CHAPTER TWELVE

Sally stood up. She bent her arms and legs.

She hopped up and down. Nothing was broken.

Kyniska got there first, with the others close behind.

“It’s all right!” Sally called out. “I’m not hurt!”

Shoving the girl aside, Kyniska bent and picked up a sliver of wood.

“I’m sorry, Princess,” Sally said. “It just looked so fun!”

“First my driver, now my chariot,” Kyniska moaned. “What demon of Hades brought you people to Olympia?”

“We’re not really sure,” Abby said.

“Maybe it can be fixed,” Amelia suggested. She looked around at the scattered chariot pieces. There were hundreds. “Maybe not.”

Sally looked down at her feet.

“Come on,” Doc said. “We don’t hate you.”

“I do,” Kyniska said, taking an angry step toward Sally.

“Calm down,” Abby said. “It was just an accident.”

“Thanks, Abby,” Sally said, backing away. “But maybe I better head home. See you later?”

“Sure,” Doc said. “See you.”

Sally turned and ran out of the hippodrome.

Kyniska turned and looked at Amelia Earhart’s airplane.

“Well,” she said. “At least I get to keep the flying chariot.”

That night, in the hippodrome, Abby, Doc, and Amelia Earhart sat around a campfire.

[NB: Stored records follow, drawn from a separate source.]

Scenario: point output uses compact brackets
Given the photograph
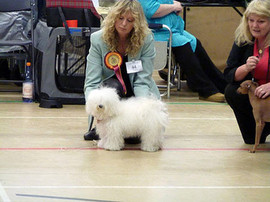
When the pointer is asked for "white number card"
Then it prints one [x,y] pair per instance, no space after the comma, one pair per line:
[134,66]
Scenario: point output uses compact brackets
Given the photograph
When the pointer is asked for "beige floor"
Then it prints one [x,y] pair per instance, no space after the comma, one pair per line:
[43,157]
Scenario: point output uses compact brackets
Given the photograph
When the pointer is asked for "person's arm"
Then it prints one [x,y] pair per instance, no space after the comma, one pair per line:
[165,9]
[243,70]
[237,69]
[93,74]
[143,80]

Abby poked the fire with a long, thin piece of wood—part of the remains of Kyniska’s chariot. They’d used other pieces to start the fire.

From the crowded plains above came joyful sounds of laughter and music.

In the hippodrome, no one was laughing.

Doc nibbled a stale cracker. Dinner that night came from a small tin of emergency rations in Amelia’s plane.

Amelia stared sadly at her plane. It sat at the edge of the field, guarded by four big-armed men. Kyniska’s men.

“She’ll take it away in the morning,”

Amelia said. “I’ll never see my Vega again after tonight.”

“No, don’t say that,” Doc said.

“I’m just trying to face the truth. No more Atlantic dreams for me …”

“But Ms. Earhart,” Abby said. “Amelia. Didn’t you fly across the Atlantic once already?”

Amelia nodded, smiling at the memory.

“Yes,” she said. “It was the flight that made me famous. Though I hardly deserved the fame.”

“Why not?” asked Doc.

“This was back in 1928,” Amelia began. “No woman had ever flown over the Atlantic, even as a passenger. It’s such a dangerous thing to try. Well, a New York City publisher, George Putnam—”

“Your husband?” Abby asked.

“Not at the time,” Amelia said. “I’d never met him. In any case, he knew a good story when he saw one. He helped arrange the flight. I was to fly across the ocean with two men, a pilot and a navigator. Of course, I knew they were just using me to get attention. But what an adventure! Besides, I’d been a licensed pilot for years and was hoping to get a chance at the controls.

“As it turned out, the weather was lousy the whole way across. I never got a chance to fly. We made it, though. Just over twenty hours to the coast of Britain. And for that—for sitting in the back of a plane like a sack of potatoes—I achieved instant fame!”

Amelia laughed. “I can’t complain. I’ve been making a good living ever since, giving lectures about flying, writing articles, even a book. But I’ve never been able to shake the feeling that I don’t deserve all the praise, all the fame. That’s why I am so determined to cross the Atlantic again. This time, alone.”

They all sat silently for a while, staring into the fire.

Abby said, “There’s got to be some way to win that race tomorrow.”

“If only there was a chariot we could use,” Doc said.

Abby looked over at Amelia’s plane. “Maybe there is.”

“It’s a little heavy,” Doc pointed out.

“Better than nothing,” Amelia said. “At least I’d have a chance!”